Some said Esther and Floyd Goodweather had it all: a sprawling Wayne County ranch; his-and-hers 4-wheel recreational vehicles; two semi-intelligent children who only occasionally asked for money; and a shared love of Oxycodone. On the outside, the Goodweathers seem to have the kind of life their friends and family aspired too. But for all the shared blessings in their lives that they so willingly shared with their neighbors, there was one secret they harbored together above all others: a gnawing, all-consuming blind hate for each other’s presence.

Sure, there were times when their passion for each other spilled out into the public. The Great Easter Dinner Treeing Incident, as the family fondly remembered it. Or that time Gramma Esther swatted a fly on Grampa Floyd’s head with a gin bottle.

“Every loving couple has their touchy-feely moments,” said mortuary hair stylist Anna Goodweather, the couple’s smarter child. “It’s just Maw and Paw’s moments were a little more..” struggling to find the word, “bash-ier.”

And if the clever pup in the litter couldn’t catch on to the blistering, paint-peeling firestorm of hatred that spanned her two parents, what hope did the less curious welp have? “I dinna notice no harshne.. what you said.. with Maw and Paw,” said a dumbfounded Kyle Goodweather, local cigarette lighter recycling specialist, “They always said g’night to each other.”

Indeed, the whole family knew the Goodweather’s nightly salute, “Hope ya don’t wake up!”

Late in the evening of March 1st – about 7:45, just as America’s Funniest Home Videos was wrapping up – Floyd doubled over in his Lay-z-Boy chair with chest pains. Reports from the paramedics have it that Esther was dancing about the room, singing, “Halleluja,” when she herself succumbed to a massive coronary. They were both raced to the hospital where, despite both of their loud and frequently vulgar protestations, they were placed in the same hospital room due to lack of space.

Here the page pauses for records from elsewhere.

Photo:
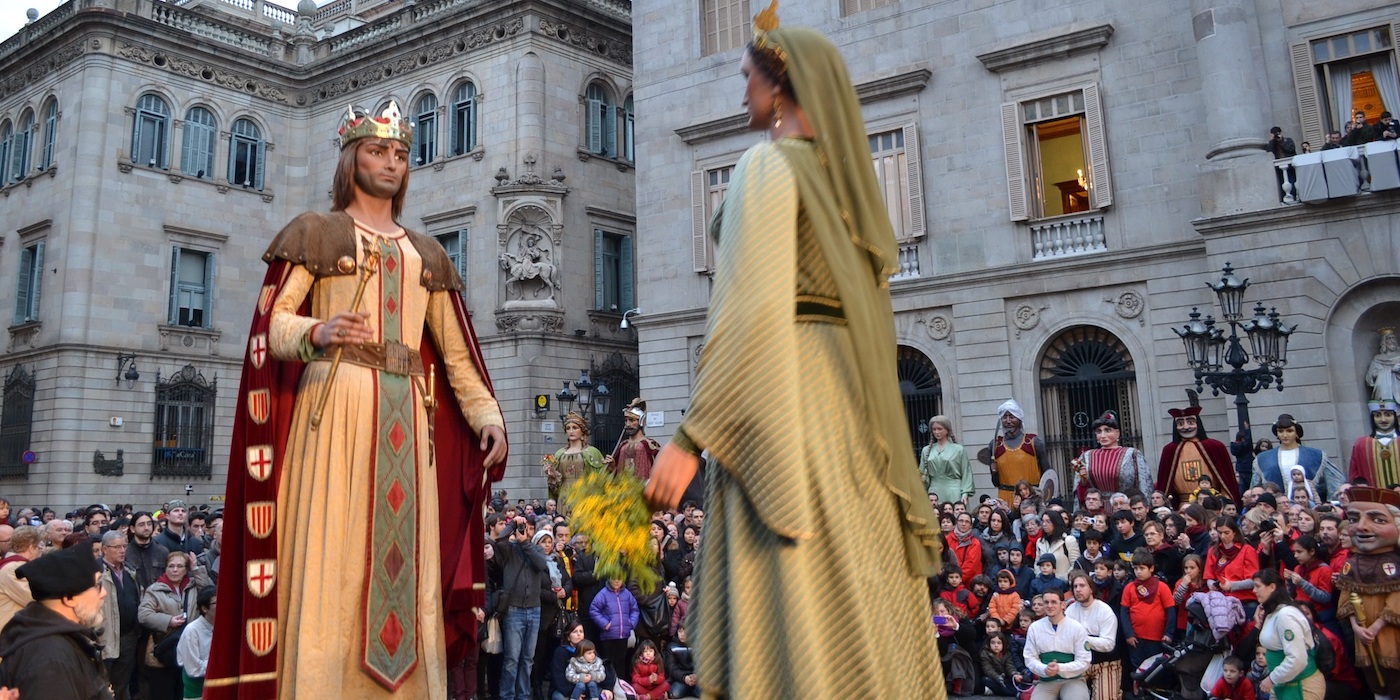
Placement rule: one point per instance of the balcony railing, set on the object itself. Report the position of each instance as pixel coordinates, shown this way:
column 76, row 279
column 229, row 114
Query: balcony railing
column 1067, row 237
column 1339, row 172
column 907, row 262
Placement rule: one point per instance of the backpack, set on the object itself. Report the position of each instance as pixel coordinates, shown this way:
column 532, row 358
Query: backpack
column 1323, row 654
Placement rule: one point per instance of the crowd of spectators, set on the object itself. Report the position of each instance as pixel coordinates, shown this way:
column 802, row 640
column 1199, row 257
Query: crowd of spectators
column 1124, row 566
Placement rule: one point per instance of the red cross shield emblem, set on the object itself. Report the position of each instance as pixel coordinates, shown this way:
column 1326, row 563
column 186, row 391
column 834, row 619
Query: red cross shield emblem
column 259, row 405
column 262, row 634
column 258, row 350
column 262, row 515
column 259, row 462
column 265, row 297
column 262, row 576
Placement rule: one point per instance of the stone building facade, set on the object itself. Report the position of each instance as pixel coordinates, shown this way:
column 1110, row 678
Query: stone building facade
column 151, row 150
column 1064, row 179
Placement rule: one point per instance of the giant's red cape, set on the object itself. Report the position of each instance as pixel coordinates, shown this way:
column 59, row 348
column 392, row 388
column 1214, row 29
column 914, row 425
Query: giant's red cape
column 242, row 661
column 1218, row 455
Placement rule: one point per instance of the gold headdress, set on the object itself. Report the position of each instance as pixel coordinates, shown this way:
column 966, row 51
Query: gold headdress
column 388, row 125
column 576, row 419
column 763, row 23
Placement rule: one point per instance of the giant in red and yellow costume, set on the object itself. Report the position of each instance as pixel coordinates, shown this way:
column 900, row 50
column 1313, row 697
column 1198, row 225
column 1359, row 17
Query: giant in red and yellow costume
column 352, row 552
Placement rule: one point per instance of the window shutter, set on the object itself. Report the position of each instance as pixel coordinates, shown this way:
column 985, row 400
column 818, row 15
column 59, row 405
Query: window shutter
column 1101, row 185
column 261, row 156
column 598, row 269
column 1015, row 160
column 699, row 227
column 1305, row 84
column 21, row 300
column 595, row 128
column 626, row 283
column 914, row 167
column 174, row 307
column 38, row 280
column 609, row 130
column 461, row 254
column 209, row 290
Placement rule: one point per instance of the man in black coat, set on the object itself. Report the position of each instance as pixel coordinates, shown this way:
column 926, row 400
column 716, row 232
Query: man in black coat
column 49, row 648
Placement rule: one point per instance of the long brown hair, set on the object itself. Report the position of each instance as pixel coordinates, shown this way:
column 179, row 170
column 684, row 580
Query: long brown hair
column 342, row 189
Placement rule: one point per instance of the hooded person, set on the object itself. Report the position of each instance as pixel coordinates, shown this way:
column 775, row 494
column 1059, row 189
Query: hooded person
column 1015, row 454
column 832, row 508
column 1277, row 465
column 634, row 452
column 49, row 648
column 1190, row 455
column 367, row 430
column 1376, row 457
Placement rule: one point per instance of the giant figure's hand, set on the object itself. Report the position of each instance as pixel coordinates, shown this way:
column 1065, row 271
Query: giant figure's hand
column 493, row 443
column 669, row 476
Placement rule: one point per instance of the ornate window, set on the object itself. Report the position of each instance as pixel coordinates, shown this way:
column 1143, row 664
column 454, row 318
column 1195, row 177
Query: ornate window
column 612, row 272
column 462, row 132
column 724, row 24
column 923, row 391
column 6, row 137
column 192, row 289
column 1084, row 373
column 198, row 149
column 16, row 422
column 150, row 132
column 31, row 282
column 424, row 130
column 1056, row 154
column 184, row 424
column 245, row 154
column 51, row 133
column 896, row 172
column 599, row 122
column 707, row 189
column 21, row 146
column 1343, row 74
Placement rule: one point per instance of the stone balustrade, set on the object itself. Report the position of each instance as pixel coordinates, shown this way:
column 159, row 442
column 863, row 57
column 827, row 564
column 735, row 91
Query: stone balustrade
column 1066, row 237
column 1339, row 172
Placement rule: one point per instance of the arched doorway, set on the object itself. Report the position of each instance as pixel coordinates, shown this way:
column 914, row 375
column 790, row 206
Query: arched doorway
column 620, row 378
column 1085, row 371
column 923, row 394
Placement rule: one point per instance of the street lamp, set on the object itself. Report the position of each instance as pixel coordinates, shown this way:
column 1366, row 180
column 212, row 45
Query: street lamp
column 1208, row 352
column 584, row 392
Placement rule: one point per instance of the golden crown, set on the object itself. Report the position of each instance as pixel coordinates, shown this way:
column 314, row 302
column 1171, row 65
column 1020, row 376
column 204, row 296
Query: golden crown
column 765, row 23
column 388, row 125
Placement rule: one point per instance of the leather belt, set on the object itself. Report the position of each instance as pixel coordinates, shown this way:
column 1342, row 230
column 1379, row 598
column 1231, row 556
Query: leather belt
column 819, row 310
column 388, row 357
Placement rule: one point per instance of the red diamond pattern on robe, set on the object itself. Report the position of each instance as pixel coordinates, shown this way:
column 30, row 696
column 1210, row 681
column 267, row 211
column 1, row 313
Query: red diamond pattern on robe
column 394, row 563
column 391, row 634
column 398, row 437
column 395, row 496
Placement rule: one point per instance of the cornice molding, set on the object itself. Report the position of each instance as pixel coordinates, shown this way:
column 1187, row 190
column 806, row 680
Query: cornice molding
column 1054, row 45
column 906, row 81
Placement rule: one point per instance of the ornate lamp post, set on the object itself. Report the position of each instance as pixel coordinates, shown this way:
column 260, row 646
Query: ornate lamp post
column 1208, row 350
column 587, row 394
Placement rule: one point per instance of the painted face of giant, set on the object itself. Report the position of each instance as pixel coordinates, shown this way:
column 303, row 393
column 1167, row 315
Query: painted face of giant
column 1187, row 427
column 1372, row 527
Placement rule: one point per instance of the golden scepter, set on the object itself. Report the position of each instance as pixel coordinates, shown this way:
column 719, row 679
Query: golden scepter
column 371, row 265
column 1371, row 651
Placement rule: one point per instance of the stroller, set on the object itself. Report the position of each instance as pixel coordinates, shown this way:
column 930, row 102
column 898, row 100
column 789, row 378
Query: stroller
column 1176, row 674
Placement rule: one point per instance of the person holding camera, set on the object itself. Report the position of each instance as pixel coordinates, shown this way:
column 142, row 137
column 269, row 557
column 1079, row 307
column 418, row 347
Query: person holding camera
column 524, row 573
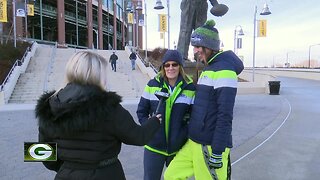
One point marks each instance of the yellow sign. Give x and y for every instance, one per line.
x=130, y=18
x=162, y=22
x=30, y=8
x=161, y=35
x=3, y=11
x=262, y=28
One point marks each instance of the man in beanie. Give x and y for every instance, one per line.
x=206, y=155
x=175, y=111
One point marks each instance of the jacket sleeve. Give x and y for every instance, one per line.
x=143, y=111
x=129, y=132
x=225, y=101
x=51, y=165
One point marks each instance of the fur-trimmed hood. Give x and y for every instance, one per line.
x=75, y=108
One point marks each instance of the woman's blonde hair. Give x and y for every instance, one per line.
x=87, y=68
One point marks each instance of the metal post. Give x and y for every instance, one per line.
x=235, y=40
x=146, y=30
x=77, y=28
x=14, y=23
x=41, y=20
x=254, y=42
x=26, y=17
x=97, y=38
x=309, y=59
x=168, y=24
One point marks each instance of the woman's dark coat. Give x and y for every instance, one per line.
x=88, y=125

In their final moments, the tender, raw emotion of nearly four score years’ affection was felt by everyone.

“In all my years in the medical profession, I’ve never seen anything quite like it,” said Dr. Singe, wiping away a single tear, “She pulled the oxygen mask off, looked deeply into his eyes, and said, ‘I fucked your brother.'”

“He didn’t miss a beat,” recalled RN Gladys Winklebottom, her voice pinching up to a sob, “He looked at her and said, ‘Big deal. I fucked him, too. And he was a better lay than you.'”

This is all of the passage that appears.